EDITORIAL

Avoiding no-win game in Thailand

The Thai people have cause to be dismayed by the drift of constitutional abridgements their kingdom has undergone since the coup of May 22. The dynamism of plurality will have dissipated so much by the time the country reverts to civilian control that there will be doubts whether voters will have much of a choice when an election is called. The army, courtiers and establishment elites in business and the public services are unchallenged after prime minister Yingluck Shinawatra was removed in an insurrection supported by the military.
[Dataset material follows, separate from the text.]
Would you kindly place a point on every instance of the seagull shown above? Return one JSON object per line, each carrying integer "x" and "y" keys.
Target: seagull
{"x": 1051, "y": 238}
The most repressive act, from the standpoint of preserving the rootstock of democracy, was the purge of institutions and personnel allied with the Shinawatra political structure. This has been justified by the junta, the National Council for Peace and Order (NCPO), on the grounds that restoring order and investor confidence required the expunging of what it called the venality and cronyism of the Shinawatra clan and its acolytes.

But Thailand is a nation divided on class lineage, one of the most corrosive there is. So, the current leaders will have to contend with ingrained cynicism about their championing of governing integrity. On top of that, a provisional Constitution now in force confers absolute power on General Prayuth Chan-ocha, the junta head. It encapsulates the distrust common people have of the upper classes.

General Prayuth will not need to be named prime minister by the appointed Parliament, although he is expected to be when it meets this week. As NCPO chief, he can override Parliament and the interim government, and act in any way he regards as consistent with the national interest. And officers who had a hand in the coup will have immunity from prosecution so as to execute their tasks of running the country during these troubled times.

How much damage all this will inflict on the body politic is hard to assess, but an indication will come over time whether or not the Shinawatras are able to mount a challenge. The past is no guide. It is thought Thaksin Shinawatra was tacitly allowed to go into exile when he was cleared to travel to Beijing in 2008 for the Olympic Games, despite a prison sentence hanging over his head.

His sister Yingluck is facing various charges but was permitted to visit Europe, where she has been reunited with her brother.

From hereon, the guessing game takes wing. But an outline emerges: If the establishment cannot rule Thailand by winning elections, it will do so by other means. It is when the people, including those who dare to stare the gun down, agitate for a real say in their future that opposing leaders will face the risk of going for broke instead of working hard to achieve national reconciliation.